The city has tried to contain fallout from the release of the photographs ever since it says it realized there were pictures of undercover officers among them. Attorneys for Camacho say the city still has not proved that claim.
Hundreds of officers prepared to sue the city over the release of the images, and the officers’ union has criticized their release as a massive failure. In addition to suing for their return, City Atty. Hydee Feldstein Soto began lobbying California lawmakers to weaken the state’s public records law to allow government agencies to decline future public records requests that seek “images or data that may personally identify” employees.
Several hundred Los Angeles police officers who worked in sensitive assignments on Tuesday filed a government claim against the city for allegedly endangering their lives by releasing their photographs.
A coalition of media organizations, including the Los Angeles Times, has denounced the city’s efforts as a dangerous attack on press freedoms. Media and constitutional scholars have said the city’s arguments clearly call for an unconstitutional prior restraint on information that is already in the public domain and cannot possibly be withdrawn.
In his decision, Mohr split his analysis of the issues into two parts — one as they relate to Camacho, and another as they relate to Stop LAPD Spying.
Mohr acknowledged Camacho’s actions were related to a matter of public interest and “arose from newsgathering.”
Nonetheless, he found that Camacho agreed not to receive photos of undercover officers during an earlier court battle. Camacho essentially violated that “contract,” the judge wrote, by refusing to return a flash drive that the city had provided to him after the city realized such images had inadvertently been included.
Mohr wrote that the city’s demand that the flash drive be returned would not amount to prior restraint because the drive is the city’s “property” and “the First Amendment does not bar the plaintiff from retrieving it.”
Susan Seager, an attorney for Camacho, said if anyone violated a contract, it was the city — which itself provided the images. She called the claim that the flash drive is just “property” and therefore doesn’t implicate Camacho’s 1st Amendment rights simplistic.
“The idea that it’s not prior restraint because a bunch of information is contained in a flash drive ignores the 1st Amendment protection of information,” she said.
Mohr’s analysis as to Stop LAPD Spying was different.
He agreed with the group’s claim that the city’s complaint against it “arises from publishing information derived from public records in order to increase police accountability,” and that its actions amount to “protected political speech.”

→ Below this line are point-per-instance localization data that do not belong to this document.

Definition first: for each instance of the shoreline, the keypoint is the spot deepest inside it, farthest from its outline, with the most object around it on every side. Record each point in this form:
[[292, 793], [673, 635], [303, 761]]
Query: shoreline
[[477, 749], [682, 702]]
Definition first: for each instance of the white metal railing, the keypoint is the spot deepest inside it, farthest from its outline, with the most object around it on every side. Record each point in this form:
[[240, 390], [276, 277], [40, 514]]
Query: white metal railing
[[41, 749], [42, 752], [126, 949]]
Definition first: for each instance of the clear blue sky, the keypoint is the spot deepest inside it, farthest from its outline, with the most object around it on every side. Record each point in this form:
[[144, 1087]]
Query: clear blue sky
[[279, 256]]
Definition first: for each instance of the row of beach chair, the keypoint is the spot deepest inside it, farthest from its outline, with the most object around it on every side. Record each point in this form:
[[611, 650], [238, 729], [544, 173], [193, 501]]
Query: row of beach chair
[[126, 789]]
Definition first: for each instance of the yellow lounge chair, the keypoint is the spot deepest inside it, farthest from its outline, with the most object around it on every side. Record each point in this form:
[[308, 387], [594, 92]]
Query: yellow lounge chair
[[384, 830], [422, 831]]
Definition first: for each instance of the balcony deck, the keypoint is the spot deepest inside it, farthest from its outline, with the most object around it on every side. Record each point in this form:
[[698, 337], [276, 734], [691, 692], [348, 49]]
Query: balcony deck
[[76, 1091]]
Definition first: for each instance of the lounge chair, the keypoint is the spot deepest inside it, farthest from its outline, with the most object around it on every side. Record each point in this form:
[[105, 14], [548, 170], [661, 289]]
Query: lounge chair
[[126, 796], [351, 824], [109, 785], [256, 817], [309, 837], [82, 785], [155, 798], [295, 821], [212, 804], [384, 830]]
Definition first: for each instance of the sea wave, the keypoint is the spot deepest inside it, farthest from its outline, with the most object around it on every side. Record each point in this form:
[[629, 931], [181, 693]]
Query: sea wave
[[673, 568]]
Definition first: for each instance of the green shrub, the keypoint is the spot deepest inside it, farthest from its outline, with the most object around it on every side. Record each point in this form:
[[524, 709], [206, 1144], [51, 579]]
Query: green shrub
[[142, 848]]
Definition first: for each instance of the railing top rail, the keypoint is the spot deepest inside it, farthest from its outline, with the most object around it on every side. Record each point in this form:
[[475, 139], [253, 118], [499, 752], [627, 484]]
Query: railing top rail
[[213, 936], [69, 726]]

However, the group’s right to publish material had to be weighed against the city’s “compelling interest” in protecting the competing privacy rights of the officers, he said.
There are “occasions where an officer’s work and duties require anonymity,” and the city “has identified such a situation — protection of officers who operate undercover,” Mohr wrote. “Case law confirms that in those limited circumstances, the government interest in preserving that anonymity justifies withholding information for public distribution.”